А что у нее в руке? Отнюдь не волшебная палочка.
Она это видит. Он знает, что она это видит. Он знает даже, что не спасаться сюда пришел.
Кто к кому движется? Оба они друг к другу. Ни он не мешкает, ни она. Как будто фильм крутят назад: жертва бросается навстречу удару, который ее сразил. Трюк, прием. Но она сама мне это сказала (мне, не Маршу).
Участвовало двое. На него тоже что-то нашло.
И, разумеется, она без всякой практики, без тренировки (чем тоже наверняка озадачила Марша) безошибочно нашла точку — ту самую, единственную. Не целясь, не примеряясь — без промаха, даже ребро не задела. Что-то берет над нами власть. Что-то словно вело ее руку.
Да, она это сделала. Схватила нож. Это случилось. Ни она не могла заранее знать, ни он. Этого никогда не знаешь. Пятилетняя девочка в ателье моего отца, у вазы с цветами.

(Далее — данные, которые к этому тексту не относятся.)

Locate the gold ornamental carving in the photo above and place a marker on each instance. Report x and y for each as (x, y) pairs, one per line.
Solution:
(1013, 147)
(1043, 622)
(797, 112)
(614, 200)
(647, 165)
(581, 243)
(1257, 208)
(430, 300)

Сколько улыбок он выманил за все эти годы…
Говоря это, она сама улыбалась. Вот какую память он по себе оставил: горы улыбок, жизнь, полная улыбок. Хотя, конечно, это был его хлеб, его заработок, и половина из этих улыбок были ненастоящие: фокус-покус, секунда — и все. Его профессиональная задача: добыть улыбку вопреки любому настроению, нежеланию, сопротивлению. И так она теперь и останется, черно-бело-глянцевая и вечная, как будто она и есть истина.
Но у моей матери улыбка была неподдельной и постоянной, не имеющей ничего общего с фотоаппаратом (хотя именно с него все началось однажды летом в Бродстэрсе). Он умел заставить ее улыбнуться — этого она не могла отрицать. Надо же, даже сейчас, когда его нет.
Скамейка. Смогу я ей с этим помочь? Его имя, а потом, когда придет время, — и ее. Независимо от того, что она теперь знает.
Конечно, я обещал. Обещал и сделал. Одно имя и другое, с не таким уж большим, как выяснилось, интервалом — я еще служил тогда в полиции.
Можно хоть сейчас отправиться в Чизлхерст-коммон и посидеть там на скамейке с именами Джейн и Фрэнка Уэббов, поставленной их сыном Джорджем, бывшим полицейским, чье имя там не значится.
Хотя прошло больше десяти лет, древесина сохранилась хорошо — добротный тик, резные буквы. Но когда придет время, я позабочусь, чтобы скамейку заменили. То же место, точная копия.
Сара, конечно, все это знает. Я изложил письменно. Моя домашняя работа.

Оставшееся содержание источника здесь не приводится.